If you are using custom ICU build or you are using Microsoft Windows you need to provide a path to location of ICU library using -sICU_PATH option

For example:

  • If your icu build is placed at /opt/icu46 such that the files are placed like
    then you need to provide an option -sICU_PATH=/opt/icu46
        ./bjam --with-locale -sICU_PATH=/opt/icu46  stage
  • If your icu build is placed at c:\icu46 such that the files are placed like
    then you need to provide an option -sICU_PATH=c:\icu46
        .\bjam --with-locale -sICU_PATH=c:\icu46  stage
Don't forget to put both debug and release versions of ICU libraries in this path when using Microsoft Visual Studio so Boost.Build will link correctly debug and release versions of boost_locale library.

Build Options

Boost.Locale supports following options with values off or on

  • disable build of ICU backend even if ICU library exists
  • boost.locale.iconv=off or boost.locale.iconv=on enable or disable use of iconv library. It is off by default on Windows and Solaris
  • boost.locale.winapi=off - disable winapi backend, it is on by default on Windows and Cygwin
  • boost.locale.std=off or boost.locale.winapi=on Disable or enable std backends. std backend is disabled by default when using Sun Studio.
  • boost.locale.posix=on or boost.locale.posix=off Enable or disable support of POSIX backend, it is on by default on Linux and Mac OS X

Also Boost.Locale supports following options

  • -sICU_PATH=/path/to/location/of/icu - the location of custom ICU library
  • -sICONV_PATH=/path/to/location/of/iconv - the location of custom iconv library

For example:

  • Build the library on Windows with ICU backend only:
        .\bjam boost.locale.winapi=off boost.locale.std=off -sICU_PATH=c:\icu46 --with-locale stage
  • Build the library on Linux with std backend only
        .\bjam boost.locale.posix=off --with-locale stage

Running Unit Tests

You can run unit tests by invoking bjam with libs/locale/test project parameter

./bjam libs/locale/test

Binary Compatibility

Boost.Locale is built with binary compatibility in mind.

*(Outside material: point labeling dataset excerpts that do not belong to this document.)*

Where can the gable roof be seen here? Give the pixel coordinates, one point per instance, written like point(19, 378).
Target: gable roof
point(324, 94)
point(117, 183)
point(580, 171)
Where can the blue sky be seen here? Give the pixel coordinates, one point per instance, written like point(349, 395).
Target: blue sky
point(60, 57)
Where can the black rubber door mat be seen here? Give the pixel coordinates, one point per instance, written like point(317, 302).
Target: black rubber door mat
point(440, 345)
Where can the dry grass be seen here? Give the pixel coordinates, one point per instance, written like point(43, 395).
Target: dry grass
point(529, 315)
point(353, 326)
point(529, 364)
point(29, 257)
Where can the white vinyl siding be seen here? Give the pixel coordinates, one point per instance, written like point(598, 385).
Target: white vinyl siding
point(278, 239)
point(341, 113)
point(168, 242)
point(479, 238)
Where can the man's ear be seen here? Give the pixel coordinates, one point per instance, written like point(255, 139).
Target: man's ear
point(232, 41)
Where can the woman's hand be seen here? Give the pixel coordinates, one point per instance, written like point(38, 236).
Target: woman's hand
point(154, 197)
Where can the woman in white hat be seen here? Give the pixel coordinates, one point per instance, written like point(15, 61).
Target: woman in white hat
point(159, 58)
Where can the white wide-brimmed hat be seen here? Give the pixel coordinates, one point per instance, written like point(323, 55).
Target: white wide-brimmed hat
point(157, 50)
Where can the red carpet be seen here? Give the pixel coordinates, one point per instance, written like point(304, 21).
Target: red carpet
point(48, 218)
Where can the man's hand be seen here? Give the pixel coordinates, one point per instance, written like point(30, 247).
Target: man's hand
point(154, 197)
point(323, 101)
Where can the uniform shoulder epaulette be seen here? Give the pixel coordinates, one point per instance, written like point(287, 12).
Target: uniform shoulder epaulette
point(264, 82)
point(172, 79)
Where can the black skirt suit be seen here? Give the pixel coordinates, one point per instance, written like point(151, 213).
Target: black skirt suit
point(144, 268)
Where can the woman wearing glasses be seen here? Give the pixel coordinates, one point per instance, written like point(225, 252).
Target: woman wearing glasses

Switching localization back ends on or off, or using iconv or not, does not affect binary compatibility. So if a dynamic library was built with all possible backends, other dynamic libraries compiled with, for example, only the std, posix or winapi backends would still be binary-compatible with it.

However this definitely has an effect on some features. For example, if you try to use boundary analysis or a calendar facet when the library does not support the icu backend you would get an exception.